The visuals on-screen flash us through visual states and fixations, as a camera pans through a mansion house, distorted by corrupting images that blink across the screen. The piece is centres upon misremembering, how the deep space of dementia starts to eat into our thoughts and break apart any grip on reality.
Frustratingly, there’s a background of white noise that is constant throughout, and whilst it does chime with the idea of forgetfulness, it also completely disturbs the work. Whether this is a problem with the audio on the night, or something that was planned, the online version of the piece is more lucid, and dreamier, without the irritating white noise of it performance at the Barbican.
On stage, the performance lacks the description it needed at the start to engage its audience. Instead Kirby and friend sit silently at the front of the stage in leather armchairs necking a bottle of whisky for the duration of the performance. In a way it feels a little tangled up in its messaging – it could be read as a “fuck you” to the audience, or a memory of current time, with the A/V in the background playing out the pairs internal thoughts. But for the duration of the piece, separating the white noise, the video, and the physical element before us, is a task that detracts from being able to engage with the work more fully.
Grouper
Each artist who enters into a work for Unsound enters into an immersive experience. The projects are outcomes from time spent meditating an idea with Schluz. Part of the festivals biggest strength is to allow space for collaborations that feel like a truly open sharing of ideas around whatever the festivals theme is that year.It’s the last of the evenings projects that really shine a light on how these combined efforts can really work though.
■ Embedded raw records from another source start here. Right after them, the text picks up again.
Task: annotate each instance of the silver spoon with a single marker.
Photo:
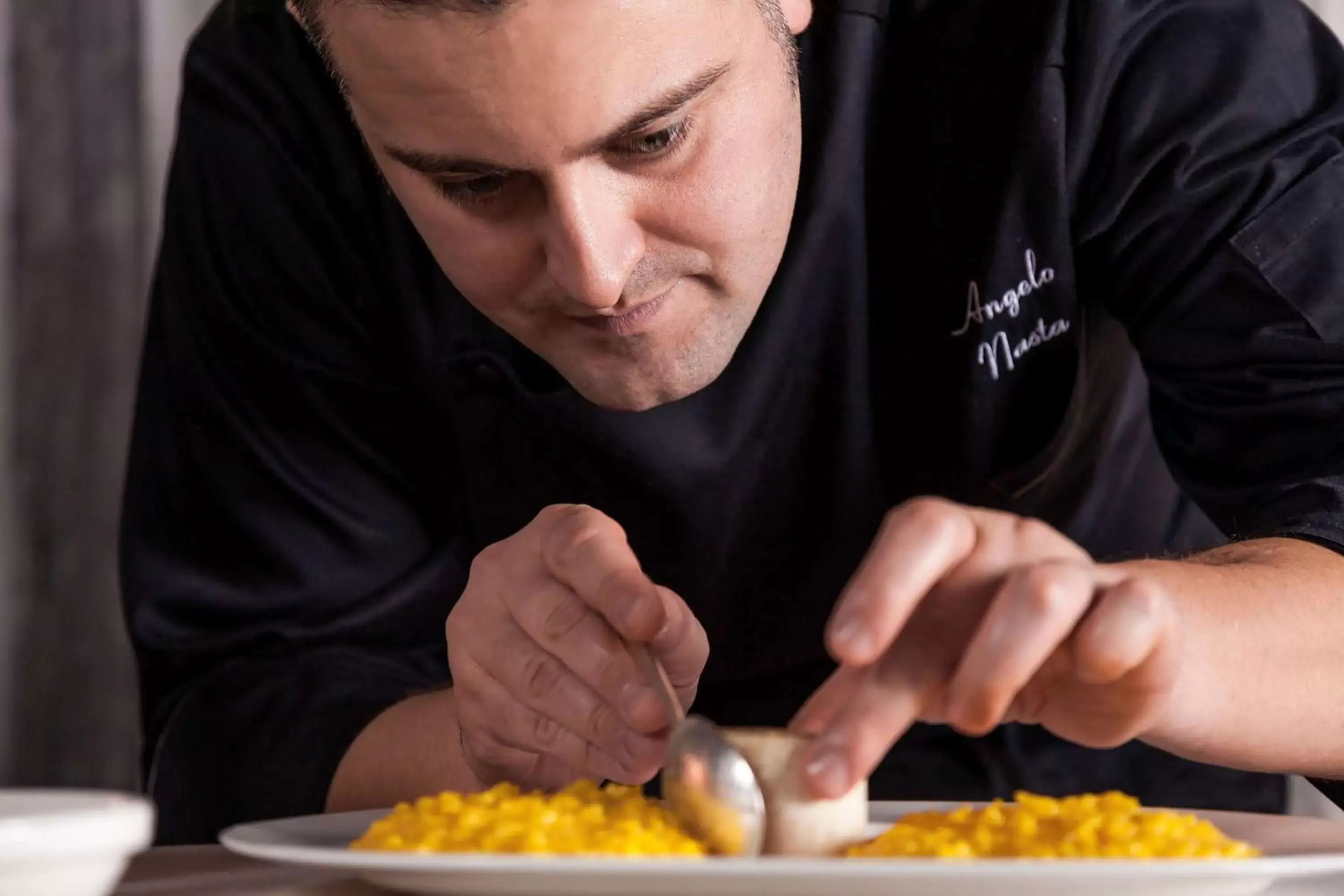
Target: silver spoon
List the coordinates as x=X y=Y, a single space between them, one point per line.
x=706 y=782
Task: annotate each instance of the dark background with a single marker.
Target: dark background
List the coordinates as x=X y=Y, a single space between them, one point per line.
x=88 y=93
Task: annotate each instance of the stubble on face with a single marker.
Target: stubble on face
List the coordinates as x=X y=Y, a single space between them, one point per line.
x=592 y=236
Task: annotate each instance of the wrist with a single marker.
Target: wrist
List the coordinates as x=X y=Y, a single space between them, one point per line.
x=412 y=750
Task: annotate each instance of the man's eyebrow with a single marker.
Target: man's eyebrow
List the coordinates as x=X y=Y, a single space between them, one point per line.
x=429 y=163
x=664 y=105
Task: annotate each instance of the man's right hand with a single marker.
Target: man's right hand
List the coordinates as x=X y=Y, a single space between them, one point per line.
x=545 y=689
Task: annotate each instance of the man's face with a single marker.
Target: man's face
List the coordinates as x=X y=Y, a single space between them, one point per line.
x=611 y=182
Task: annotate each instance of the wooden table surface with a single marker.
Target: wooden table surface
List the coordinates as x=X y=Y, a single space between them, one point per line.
x=210 y=871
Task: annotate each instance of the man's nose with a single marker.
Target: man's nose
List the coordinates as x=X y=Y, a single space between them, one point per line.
x=592 y=238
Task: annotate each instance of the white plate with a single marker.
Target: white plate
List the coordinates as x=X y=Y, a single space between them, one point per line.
x=62 y=843
x=1296 y=848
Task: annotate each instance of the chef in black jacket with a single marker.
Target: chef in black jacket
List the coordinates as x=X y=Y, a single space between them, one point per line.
x=968 y=375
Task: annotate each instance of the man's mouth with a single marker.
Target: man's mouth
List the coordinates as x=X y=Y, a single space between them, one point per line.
x=632 y=322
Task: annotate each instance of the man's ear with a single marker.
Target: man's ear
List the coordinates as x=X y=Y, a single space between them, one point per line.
x=797 y=14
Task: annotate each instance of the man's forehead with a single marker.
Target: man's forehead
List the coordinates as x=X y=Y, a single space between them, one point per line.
x=557 y=70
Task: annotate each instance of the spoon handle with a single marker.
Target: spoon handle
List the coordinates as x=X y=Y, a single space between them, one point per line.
x=658 y=676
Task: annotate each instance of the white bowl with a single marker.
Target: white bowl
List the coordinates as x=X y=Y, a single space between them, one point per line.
x=68 y=843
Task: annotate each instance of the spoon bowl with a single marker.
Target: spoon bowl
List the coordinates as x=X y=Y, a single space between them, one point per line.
x=707 y=784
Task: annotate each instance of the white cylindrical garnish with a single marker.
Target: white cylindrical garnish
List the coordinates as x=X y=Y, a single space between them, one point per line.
x=796 y=824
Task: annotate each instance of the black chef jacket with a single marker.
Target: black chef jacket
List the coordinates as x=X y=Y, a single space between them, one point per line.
x=1081 y=260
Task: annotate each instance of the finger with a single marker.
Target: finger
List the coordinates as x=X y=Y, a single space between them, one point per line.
x=541 y=681
x=682 y=646
x=586 y=551
x=577 y=634
x=826 y=704
x=918 y=544
x=1034 y=613
x=882 y=707
x=506 y=735
x=1131 y=626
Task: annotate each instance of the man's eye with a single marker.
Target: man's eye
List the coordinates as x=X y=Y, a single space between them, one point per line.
x=474 y=190
x=659 y=142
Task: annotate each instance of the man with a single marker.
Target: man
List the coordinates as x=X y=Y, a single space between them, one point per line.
x=811 y=347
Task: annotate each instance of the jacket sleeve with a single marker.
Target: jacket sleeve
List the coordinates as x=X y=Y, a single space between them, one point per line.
x=288 y=544
x=1209 y=183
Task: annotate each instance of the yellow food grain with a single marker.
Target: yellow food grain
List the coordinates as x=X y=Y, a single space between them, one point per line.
x=1089 y=827
x=582 y=820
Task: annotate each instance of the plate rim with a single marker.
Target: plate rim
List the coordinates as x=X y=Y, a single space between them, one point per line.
x=240 y=839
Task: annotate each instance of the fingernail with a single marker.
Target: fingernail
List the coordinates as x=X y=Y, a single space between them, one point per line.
x=830 y=770
x=853 y=636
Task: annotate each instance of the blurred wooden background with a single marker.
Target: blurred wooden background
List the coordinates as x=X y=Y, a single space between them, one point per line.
x=88 y=95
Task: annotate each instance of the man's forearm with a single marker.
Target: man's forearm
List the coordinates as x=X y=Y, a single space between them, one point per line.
x=1262 y=680
x=410 y=751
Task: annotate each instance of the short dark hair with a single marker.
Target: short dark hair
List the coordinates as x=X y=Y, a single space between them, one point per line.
x=310 y=10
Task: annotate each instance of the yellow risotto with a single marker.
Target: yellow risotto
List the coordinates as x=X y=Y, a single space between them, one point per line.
x=582 y=820
x=1089 y=827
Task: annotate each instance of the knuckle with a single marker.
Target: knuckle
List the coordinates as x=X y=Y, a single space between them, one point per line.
x=573 y=528
x=1047 y=590
x=562 y=620
x=612 y=671
x=1146 y=597
x=604 y=727
x=1033 y=531
x=940 y=517
x=545 y=731
x=542 y=676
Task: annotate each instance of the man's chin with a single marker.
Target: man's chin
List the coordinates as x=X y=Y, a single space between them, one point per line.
x=633 y=393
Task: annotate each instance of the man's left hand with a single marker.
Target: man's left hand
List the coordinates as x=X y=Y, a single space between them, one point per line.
x=974 y=618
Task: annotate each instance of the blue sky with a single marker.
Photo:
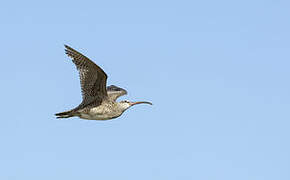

The last piece of the evening is another A/V work. It is a combined work of NIVHEK (aka Liz Harris of Grouper, and MFO) and is called “After Its Own Death”.
The piece is the most comforting of the evening, a blend of a soft soundtrack that lacks the evasiveness of the first two performances, paired with a film of isolated landscapes both natural and urban on the edge of the Russian Arctic. The work is both affecting and physical without being disturbing, provokes a more physical dislocation from The Caretaker’s piece.
Not only is there the genuinely stunning cinematography to enjoy, but also the therapeutic choral calling of Liz Harris that works not in dislocation from the piece, but in harmony. The dislocation is in the space and place we are viewing in the video, in the direct conflicts in the landscape, of cars buried under mountains of snow, and industrial factories booming out smoke all hours of the day.
A gig with a setup like this is rare in London, and something that can be really enjoyed. It feels nice in the two intervals between the works on stage tonight that conversation quickly turns to the things presented to us on stage. It is the discussion and difference in people’s personal viewpoints of the works that bring it to life. And I think it’s here that Unsound Festival and its curatorial line has most strength.
It is this ability to converse around very human themes, and a set of very different communications of these ideas, that make the project an exciting thing to witness. Where some works may feel awkward and like they need more explanation, others shine brightly.